GMvandeVen / continual-learning

Many thanks for your impressive project. Here I am a few confused about the .detach() in the below code,

Line 35 in a02db26

targets_norm = torch.cat([targets_norm.detach(), zeros_to_add], dim=1)

which is defined in

Line 18 in a02db26

def loss_fn_kd(scores, target_scores, T=2.):

Refer to the blog, PyTorch .detach() method , .detach() will take the targets_norm as one fixed parameter in the the KD_loss, and the backpropagation will not update the parameters along the targets_norm related branch.

However, in your another project, brain-inspired-replay, the same loss function, loss_fn_kd uses,

 targets_norm = torch.cat([targets_norm, zeros_to_add], dim=1)

as shown in line 29, in which no .detach() is attached.
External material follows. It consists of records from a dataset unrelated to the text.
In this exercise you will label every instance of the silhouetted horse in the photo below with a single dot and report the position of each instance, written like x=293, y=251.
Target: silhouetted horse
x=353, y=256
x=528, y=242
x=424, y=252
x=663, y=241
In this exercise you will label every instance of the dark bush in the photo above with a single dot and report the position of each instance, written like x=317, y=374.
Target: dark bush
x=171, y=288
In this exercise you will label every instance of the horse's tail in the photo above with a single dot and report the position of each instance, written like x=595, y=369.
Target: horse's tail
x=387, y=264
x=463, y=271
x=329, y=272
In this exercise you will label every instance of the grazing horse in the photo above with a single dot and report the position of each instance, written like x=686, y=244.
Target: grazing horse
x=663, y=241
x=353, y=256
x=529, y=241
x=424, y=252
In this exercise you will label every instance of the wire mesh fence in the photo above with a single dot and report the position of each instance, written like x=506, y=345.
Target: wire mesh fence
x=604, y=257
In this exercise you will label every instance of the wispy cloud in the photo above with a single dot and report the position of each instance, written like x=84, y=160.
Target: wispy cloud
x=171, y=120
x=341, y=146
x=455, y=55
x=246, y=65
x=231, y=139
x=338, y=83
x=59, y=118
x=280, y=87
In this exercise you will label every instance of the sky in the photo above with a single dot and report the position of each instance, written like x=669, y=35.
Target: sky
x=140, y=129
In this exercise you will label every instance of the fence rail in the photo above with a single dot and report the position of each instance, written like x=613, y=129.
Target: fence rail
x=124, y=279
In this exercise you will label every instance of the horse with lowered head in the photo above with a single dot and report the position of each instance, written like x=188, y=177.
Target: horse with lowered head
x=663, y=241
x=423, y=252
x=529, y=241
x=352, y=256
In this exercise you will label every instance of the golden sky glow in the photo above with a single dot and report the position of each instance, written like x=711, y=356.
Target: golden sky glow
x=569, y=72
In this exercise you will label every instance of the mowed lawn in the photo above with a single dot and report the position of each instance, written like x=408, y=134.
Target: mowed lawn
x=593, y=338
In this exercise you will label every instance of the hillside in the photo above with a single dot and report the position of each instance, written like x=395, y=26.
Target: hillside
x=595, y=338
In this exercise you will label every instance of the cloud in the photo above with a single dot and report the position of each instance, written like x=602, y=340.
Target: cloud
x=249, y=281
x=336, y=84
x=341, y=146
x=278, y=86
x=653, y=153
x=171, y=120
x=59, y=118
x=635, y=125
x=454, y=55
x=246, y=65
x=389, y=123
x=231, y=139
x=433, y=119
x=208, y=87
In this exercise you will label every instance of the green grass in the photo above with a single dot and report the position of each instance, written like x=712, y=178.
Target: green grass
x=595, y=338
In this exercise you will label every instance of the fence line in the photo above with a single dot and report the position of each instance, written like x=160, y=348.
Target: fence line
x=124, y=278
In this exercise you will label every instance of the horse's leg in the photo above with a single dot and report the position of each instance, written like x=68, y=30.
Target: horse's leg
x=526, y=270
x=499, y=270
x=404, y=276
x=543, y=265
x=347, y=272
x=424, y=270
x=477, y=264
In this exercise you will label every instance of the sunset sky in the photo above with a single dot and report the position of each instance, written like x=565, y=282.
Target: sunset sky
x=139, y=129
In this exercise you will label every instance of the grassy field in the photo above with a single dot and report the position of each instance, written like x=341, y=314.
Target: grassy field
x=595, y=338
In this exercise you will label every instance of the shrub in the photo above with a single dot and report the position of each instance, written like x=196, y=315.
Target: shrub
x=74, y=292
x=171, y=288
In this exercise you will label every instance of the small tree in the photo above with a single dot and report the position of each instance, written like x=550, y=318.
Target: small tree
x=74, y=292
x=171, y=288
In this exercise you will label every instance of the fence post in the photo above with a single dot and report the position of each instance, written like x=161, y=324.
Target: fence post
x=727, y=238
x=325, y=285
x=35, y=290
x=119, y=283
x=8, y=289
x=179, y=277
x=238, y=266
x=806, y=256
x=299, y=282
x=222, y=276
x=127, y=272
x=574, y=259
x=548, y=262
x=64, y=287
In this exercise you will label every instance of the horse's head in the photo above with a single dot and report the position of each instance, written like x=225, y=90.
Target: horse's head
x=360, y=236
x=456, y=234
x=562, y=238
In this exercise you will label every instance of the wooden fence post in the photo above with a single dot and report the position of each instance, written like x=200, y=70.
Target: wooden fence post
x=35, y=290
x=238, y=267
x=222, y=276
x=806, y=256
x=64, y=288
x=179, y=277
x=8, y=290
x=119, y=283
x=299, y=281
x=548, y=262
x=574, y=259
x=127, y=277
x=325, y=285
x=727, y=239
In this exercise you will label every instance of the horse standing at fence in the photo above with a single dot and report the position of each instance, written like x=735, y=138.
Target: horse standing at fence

Although the same results all these two types I have tested, I am still confused about how does the second type work?

Hi @HLBayes, I'm sorry for the very late reply!
This difference between the two repositories is indeed confusing. In both repositories, the .detach() operation is actually not needed. As you indicate in your comment, the .detach() operation stops backpropagation as it resets any gradients being tracked. However, in both repositories, the target_norm variable already did not have any gradients being tracked, as that variable was computed using with torch.no_grad(): (as for example here: link). Sorry for the confusion!

one little confusion about the loss_fn_kd function